Wednesday, July 3, 2019

Last week of maternity leave

These 12 weeks have flown by. That phrase the days are long but the years are fast is so true. My baby girl is 11.5 weeks, and on Monday I go back to work. I am 'ready' for some adult interaction and being challenged at work, but I know I will miss my babies. I find myself often wishing I could work just 1 day a week, but in all, I feel pretty blessed that I can work 2 (long 13 hr days) but be home 5 out of 7 days a week, that is a blessing.
I was reading this on facebook and it stuck out to me:
A lot of times that's 'all' I feel I do. But it makes me tear up just reading this. (Not that I'm searching for worth), but I matter to my children. So many times a day I hear "mama come play with August", "mama kiss it", "mama help you", "mama read it", and I'm so happy that I am here to do those things. Even thought a lot of our days seem like diapers, making food and cleaning up, household chores, and naps, it feels good to do life with my family. And I'm sad for the end of our 'carefree days' I've had during this maternity leave.
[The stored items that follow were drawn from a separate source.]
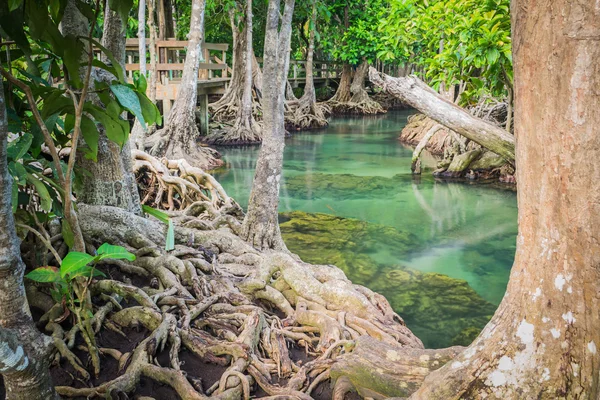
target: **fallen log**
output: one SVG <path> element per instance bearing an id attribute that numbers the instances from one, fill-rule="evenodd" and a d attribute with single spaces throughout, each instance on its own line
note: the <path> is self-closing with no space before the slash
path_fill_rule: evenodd
<path id="1" fill-rule="evenodd" d="M 441 97 L 416 76 L 393 78 L 369 69 L 369 79 L 385 92 L 416 108 L 429 118 L 486 149 L 502 156 L 514 165 L 515 138 L 504 129 L 476 118 L 464 109 Z"/>

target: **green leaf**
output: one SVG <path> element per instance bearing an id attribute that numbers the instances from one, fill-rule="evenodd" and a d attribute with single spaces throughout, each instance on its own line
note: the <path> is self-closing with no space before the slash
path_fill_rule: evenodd
<path id="1" fill-rule="evenodd" d="M 46 185 L 30 173 L 27 173 L 26 180 L 35 187 L 35 191 L 38 196 L 40 196 L 40 206 L 42 207 L 42 210 L 49 212 L 52 209 L 52 197 L 50 196 L 50 193 L 48 193 Z"/>
<path id="2" fill-rule="evenodd" d="M 73 247 L 73 244 L 75 243 L 75 235 L 73 234 L 73 230 L 71 229 L 71 225 L 69 225 L 69 223 L 67 222 L 66 219 L 62 220 L 62 223 L 61 223 L 61 234 L 62 234 L 63 240 L 65 241 L 65 243 L 67 244 L 67 246 L 69 248 Z"/>
<path id="3" fill-rule="evenodd" d="M 140 105 L 142 106 L 142 114 L 144 115 L 144 119 L 148 125 L 151 124 L 162 124 L 162 117 L 160 115 L 160 111 L 156 107 L 150 99 L 143 93 L 137 93 L 138 99 L 140 100 Z"/>
<path id="4" fill-rule="evenodd" d="M 140 121 L 144 130 L 146 130 L 146 121 L 142 113 L 140 100 L 133 89 L 126 85 L 111 85 L 110 90 L 113 92 L 119 103 L 131 111 L 133 115 Z"/>
<path id="5" fill-rule="evenodd" d="M 92 268 L 89 265 L 84 266 L 83 268 L 77 270 L 77 272 L 74 272 L 70 275 L 71 279 L 75 279 L 78 276 L 85 276 L 86 278 L 89 278 L 90 276 L 106 277 L 102 271 L 98 271 L 98 269 Z"/>
<path id="6" fill-rule="evenodd" d="M 11 161 L 8 163 L 8 171 L 15 179 L 18 185 L 24 185 L 27 179 L 27 170 L 20 162 Z"/>
<path id="7" fill-rule="evenodd" d="M 154 218 L 156 218 L 160 222 L 164 222 L 165 224 L 169 222 L 169 219 L 171 219 L 171 217 L 169 217 L 169 214 L 157 210 L 156 208 L 147 206 L 145 204 L 142 204 L 142 211 L 144 211 L 148 215 L 152 215 Z"/>
<path id="8" fill-rule="evenodd" d="M 108 0 L 108 7 L 116 11 L 121 20 L 127 22 L 127 17 L 129 16 L 129 10 L 133 6 L 133 0 Z"/>
<path id="9" fill-rule="evenodd" d="M 23 3 L 23 0 L 8 0 L 8 11 L 12 12 L 12 11 L 16 10 L 17 8 L 19 8 L 21 6 L 22 3 Z"/>
<path id="10" fill-rule="evenodd" d="M 17 212 L 17 207 L 19 206 L 19 188 L 17 187 L 17 183 L 14 182 L 12 184 L 12 193 L 11 193 L 11 205 L 13 214 Z"/>
<path id="11" fill-rule="evenodd" d="M 129 136 L 129 123 L 120 118 L 113 118 L 110 114 L 100 107 L 86 104 L 84 107 L 99 123 L 104 126 L 106 136 L 119 146 L 123 146 Z"/>
<path id="12" fill-rule="evenodd" d="M 25 275 L 25 278 L 35 282 L 56 282 L 60 275 L 56 267 L 39 267 Z"/>
<path id="13" fill-rule="evenodd" d="M 83 269 L 86 265 L 94 261 L 94 257 L 86 253 L 80 253 L 78 251 L 71 251 L 63 259 L 60 264 L 60 276 L 64 278 L 67 275 L 73 275 L 77 271 Z"/>
<path id="14" fill-rule="evenodd" d="M 88 37 L 80 37 L 80 39 L 90 40 Z M 123 71 L 123 68 L 120 67 L 121 64 L 115 58 L 113 53 L 110 50 L 108 50 L 106 47 L 102 46 L 102 44 L 100 44 L 100 42 L 98 42 L 97 40 L 91 39 L 91 42 L 94 44 L 95 47 L 99 48 L 104 53 L 104 55 L 106 55 L 106 57 L 110 60 L 110 63 L 113 65 L 114 70 L 117 73 L 117 75 L 116 75 L 117 80 L 121 83 L 127 82 L 125 80 L 125 72 Z"/>
<path id="15" fill-rule="evenodd" d="M 106 258 L 133 261 L 135 260 L 135 255 L 128 252 L 127 249 L 125 249 L 124 247 L 104 243 L 98 248 L 98 255 L 96 256 L 96 260 L 100 261 Z"/>
<path id="16" fill-rule="evenodd" d="M 173 220 L 169 219 L 165 250 L 171 251 L 173 249 L 175 249 L 175 227 L 173 226 Z"/>
<path id="17" fill-rule="evenodd" d="M 146 81 L 146 77 L 142 74 L 139 75 L 138 78 L 134 77 L 135 89 L 140 93 L 146 93 L 148 88 L 148 81 Z"/>
<path id="18" fill-rule="evenodd" d="M 33 141 L 33 135 L 31 133 L 25 133 L 23 136 L 18 138 L 17 140 L 13 140 L 8 144 L 6 149 L 6 155 L 9 159 L 14 161 L 20 160 L 23 158 L 29 147 L 31 146 L 31 142 Z"/>
<path id="19" fill-rule="evenodd" d="M 98 140 L 100 139 L 100 133 L 94 121 L 85 115 L 81 119 L 81 135 L 90 148 L 89 152 L 86 152 L 85 157 L 92 161 L 98 161 Z"/>

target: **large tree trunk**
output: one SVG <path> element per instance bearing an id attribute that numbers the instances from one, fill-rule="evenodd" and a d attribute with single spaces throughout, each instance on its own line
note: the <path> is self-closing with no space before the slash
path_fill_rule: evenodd
<path id="1" fill-rule="evenodd" d="M 79 12 L 75 2 L 69 2 L 65 9 L 65 16 L 68 18 L 63 19 L 64 34 L 87 36 L 88 21 Z M 119 60 L 121 65 L 117 67 L 125 69 L 125 25 L 119 14 L 109 7 L 104 14 L 102 45 Z M 104 61 L 108 62 L 107 59 Z M 92 79 L 103 80 L 111 77 L 106 77 L 103 73 L 101 76 L 92 76 Z M 95 101 L 99 102 L 98 99 Z M 118 144 L 108 139 L 103 127 L 100 127 L 99 132 L 97 161 L 86 159 L 82 153 L 78 153 L 77 165 L 81 170 L 87 171 L 91 178 L 81 180 L 81 187 L 77 190 L 77 200 L 81 203 L 111 205 L 141 213 L 137 184 L 132 172 L 129 142 L 127 141 L 123 148 L 120 148 Z"/>
<path id="2" fill-rule="evenodd" d="M 392 78 L 371 68 L 369 78 L 375 85 L 380 86 L 389 94 L 411 105 L 429 118 L 514 164 L 515 138 L 510 133 L 472 116 L 435 93 L 416 76 Z"/>
<path id="3" fill-rule="evenodd" d="M 506 295 L 415 399 L 600 394 L 597 3 L 512 3 L 519 235 Z"/>
<path id="4" fill-rule="evenodd" d="M 296 129 L 321 128 L 327 125 L 325 110 L 322 105 L 317 104 L 317 95 L 315 93 L 315 83 L 313 79 L 313 57 L 315 53 L 315 32 L 317 29 L 317 6 L 315 1 L 312 3 L 310 20 L 310 34 L 308 36 L 308 50 L 306 52 L 306 84 L 304 85 L 304 93 L 300 100 L 298 100 L 293 115 L 287 119 L 287 123 Z"/>
<path id="5" fill-rule="evenodd" d="M 284 102 L 294 0 L 285 0 L 279 29 L 280 0 L 269 0 L 264 49 L 263 143 L 241 236 L 259 249 L 284 249 L 277 212 L 285 146 Z"/>
<path id="6" fill-rule="evenodd" d="M 254 118 L 252 96 L 253 76 L 255 75 L 255 56 L 252 47 L 252 0 L 246 1 L 245 17 L 244 29 L 241 32 L 235 26 L 235 18 L 231 18 L 235 41 L 234 52 L 236 53 L 234 57 L 240 57 L 234 61 L 234 77 L 228 93 L 214 107 L 214 115 L 217 119 L 232 112 L 235 113 L 235 119 L 231 127 L 223 128 L 211 135 L 207 139 L 209 143 L 250 144 L 259 143 L 262 140 L 262 127 Z"/>
<path id="7" fill-rule="evenodd" d="M 164 129 L 148 138 L 146 145 L 152 146 L 151 153 L 155 156 L 183 158 L 193 166 L 211 169 L 222 165 L 223 161 L 216 150 L 198 145 L 200 132 L 195 114 L 205 6 L 206 0 L 194 0 L 192 3 L 190 35 L 177 100 Z"/>
<path id="8" fill-rule="evenodd" d="M 352 84 L 352 66 L 350 64 L 344 64 L 342 67 L 342 76 L 340 77 L 340 84 L 331 99 L 330 102 L 347 103 L 352 97 L 350 93 L 350 85 Z"/>
<path id="9" fill-rule="evenodd" d="M 48 371 L 52 340 L 35 328 L 25 297 L 25 264 L 12 213 L 7 138 L 4 88 L 0 81 L 0 374 L 8 400 L 57 399 Z"/>

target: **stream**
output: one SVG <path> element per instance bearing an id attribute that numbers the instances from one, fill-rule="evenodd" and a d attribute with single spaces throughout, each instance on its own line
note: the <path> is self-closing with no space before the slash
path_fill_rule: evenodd
<path id="1" fill-rule="evenodd" d="M 288 138 L 282 232 L 305 261 L 336 264 L 385 295 L 427 347 L 466 344 L 506 289 L 516 193 L 436 180 L 427 153 L 422 176 L 413 178 L 412 149 L 397 140 L 411 113 L 336 118 Z M 219 151 L 226 167 L 215 176 L 245 208 L 259 148 Z"/>

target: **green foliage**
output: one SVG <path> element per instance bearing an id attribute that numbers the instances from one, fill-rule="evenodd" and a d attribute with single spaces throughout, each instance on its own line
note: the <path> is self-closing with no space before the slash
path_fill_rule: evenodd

Last night I was sitting in the rocking chair with August during our bedtime routine, already he won't sit on my lap, "I sit next to mama", and I just looked down and see his little legs sticking straight out next to mine, and he hummed along while I sang our bedtime songs. He's growing so fast. It seems like just yesterday he was a little baby. And now my real little baby is already growing so fast too.
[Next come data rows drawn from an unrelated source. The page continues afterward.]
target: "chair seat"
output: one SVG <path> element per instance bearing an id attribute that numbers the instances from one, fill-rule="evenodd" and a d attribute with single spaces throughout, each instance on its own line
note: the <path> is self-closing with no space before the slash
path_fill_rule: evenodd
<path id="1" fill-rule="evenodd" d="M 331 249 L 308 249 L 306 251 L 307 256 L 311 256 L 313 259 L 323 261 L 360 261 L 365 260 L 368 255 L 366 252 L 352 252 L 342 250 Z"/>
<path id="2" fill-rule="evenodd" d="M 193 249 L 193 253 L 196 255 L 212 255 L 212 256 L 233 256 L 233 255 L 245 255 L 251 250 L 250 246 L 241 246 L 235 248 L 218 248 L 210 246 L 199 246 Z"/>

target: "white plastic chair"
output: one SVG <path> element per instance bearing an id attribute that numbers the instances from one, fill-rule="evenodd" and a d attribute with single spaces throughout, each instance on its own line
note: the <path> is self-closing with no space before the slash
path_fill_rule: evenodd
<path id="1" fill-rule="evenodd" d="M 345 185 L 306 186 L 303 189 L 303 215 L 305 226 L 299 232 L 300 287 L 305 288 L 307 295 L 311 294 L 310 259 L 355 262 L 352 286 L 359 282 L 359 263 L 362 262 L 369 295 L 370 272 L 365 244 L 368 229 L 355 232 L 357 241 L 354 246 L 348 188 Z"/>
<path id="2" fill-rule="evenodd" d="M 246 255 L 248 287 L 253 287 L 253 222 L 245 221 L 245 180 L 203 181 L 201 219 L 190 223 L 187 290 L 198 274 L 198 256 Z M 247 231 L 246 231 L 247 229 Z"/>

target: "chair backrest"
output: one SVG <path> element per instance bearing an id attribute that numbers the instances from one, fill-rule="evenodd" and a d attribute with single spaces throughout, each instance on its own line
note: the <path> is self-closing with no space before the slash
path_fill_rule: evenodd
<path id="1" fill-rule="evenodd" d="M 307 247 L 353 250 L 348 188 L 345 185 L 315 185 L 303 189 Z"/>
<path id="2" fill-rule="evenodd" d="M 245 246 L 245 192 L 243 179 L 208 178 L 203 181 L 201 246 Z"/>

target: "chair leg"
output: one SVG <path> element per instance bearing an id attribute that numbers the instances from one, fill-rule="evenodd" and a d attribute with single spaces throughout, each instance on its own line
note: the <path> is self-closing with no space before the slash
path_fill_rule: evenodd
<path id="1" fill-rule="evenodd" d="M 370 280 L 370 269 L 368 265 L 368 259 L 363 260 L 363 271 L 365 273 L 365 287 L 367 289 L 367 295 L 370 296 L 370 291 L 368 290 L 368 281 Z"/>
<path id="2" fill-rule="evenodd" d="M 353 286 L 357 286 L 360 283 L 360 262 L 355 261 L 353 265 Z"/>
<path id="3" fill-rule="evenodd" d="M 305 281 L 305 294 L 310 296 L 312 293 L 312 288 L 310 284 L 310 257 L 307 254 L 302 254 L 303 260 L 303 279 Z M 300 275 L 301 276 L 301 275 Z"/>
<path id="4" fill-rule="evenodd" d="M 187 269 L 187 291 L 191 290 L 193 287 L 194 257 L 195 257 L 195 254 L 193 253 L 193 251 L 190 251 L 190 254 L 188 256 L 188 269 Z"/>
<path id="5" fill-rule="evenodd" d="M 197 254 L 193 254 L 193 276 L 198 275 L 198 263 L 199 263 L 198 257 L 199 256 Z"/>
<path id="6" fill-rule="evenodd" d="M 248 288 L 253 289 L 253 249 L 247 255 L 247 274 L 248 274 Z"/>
She learned how to rollover already
Doug put up another wall on the co-sleeper to keep her safely on her side.
This past week was fun with a playdate at Liz's new house build:
And we will have some family time together and see friends over the 4th, and then back to work.
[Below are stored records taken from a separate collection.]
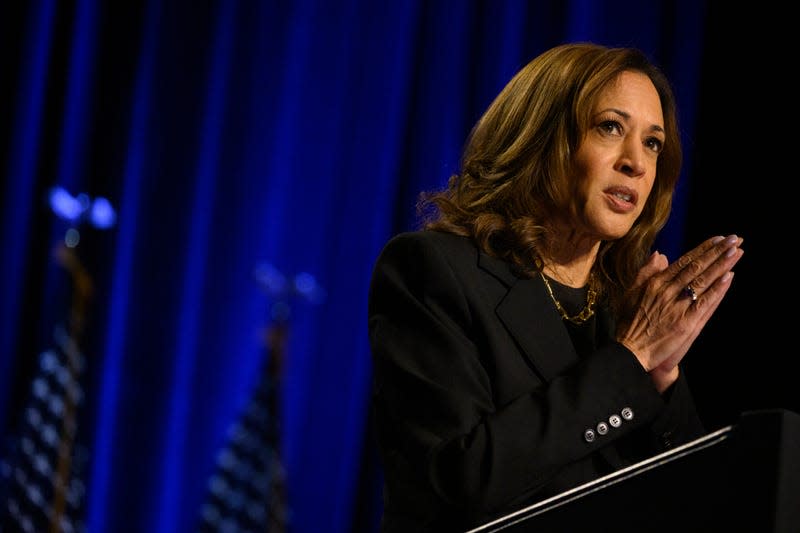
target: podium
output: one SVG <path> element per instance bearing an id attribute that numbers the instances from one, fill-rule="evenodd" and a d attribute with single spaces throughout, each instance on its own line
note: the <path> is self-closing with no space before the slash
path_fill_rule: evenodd
<path id="1" fill-rule="evenodd" d="M 467 533 L 800 533 L 800 414 L 735 424 Z"/>

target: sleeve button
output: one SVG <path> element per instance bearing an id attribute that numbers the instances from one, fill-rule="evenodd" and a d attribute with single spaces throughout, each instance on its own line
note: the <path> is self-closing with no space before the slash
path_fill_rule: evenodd
<path id="1" fill-rule="evenodd" d="M 592 431 L 591 429 L 587 429 L 586 431 L 583 432 L 583 440 L 585 440 L 586 442 L 594 442 L 594 439 L 595 439 L 595 434 L 594 431 Z"/>
<path id="2" fill-rule="evenodd" d="M 620 413 L 625 420 L 633 420 L 633 409 L 626 407 Z"/>

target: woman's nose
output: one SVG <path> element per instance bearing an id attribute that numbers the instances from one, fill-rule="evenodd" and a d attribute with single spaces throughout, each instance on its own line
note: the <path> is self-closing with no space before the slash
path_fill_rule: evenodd
<path id="1" fill-rule="evenodd" d="M 617 160 L 617 170 L 632 178 L 643 176 L 647 170 L 644 150 L 641 143 L 626 141 Z"/>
We try to keep our expenses low so that I possibly can go down to contingent (only work 3 days a month), but I'd lose the health ins. for me and the kids (Doug's is terrible), and that would pretty much eliminate any extra padding in the budget for vacations or extras. Our house is starting to feel a bit tight with 4, but same issue, do I want to make-do with less and be home? Or 'have more' material things and have to work more. Anyway, this is a current conversation that Doug and I have quite often. For the time being, I am trying to be content with what we have, and to be thankful, and make these days matter with my children.

2 comments:

  1. AM, I admire your attitude. You and Doug are intentional with your lives, not just letting it 'happen.' Yes, having some creature comforts that come with money are nice, but it's probably also true that parenting is one of the most important jobs we all have. I know you'll make the right decisions for you guys.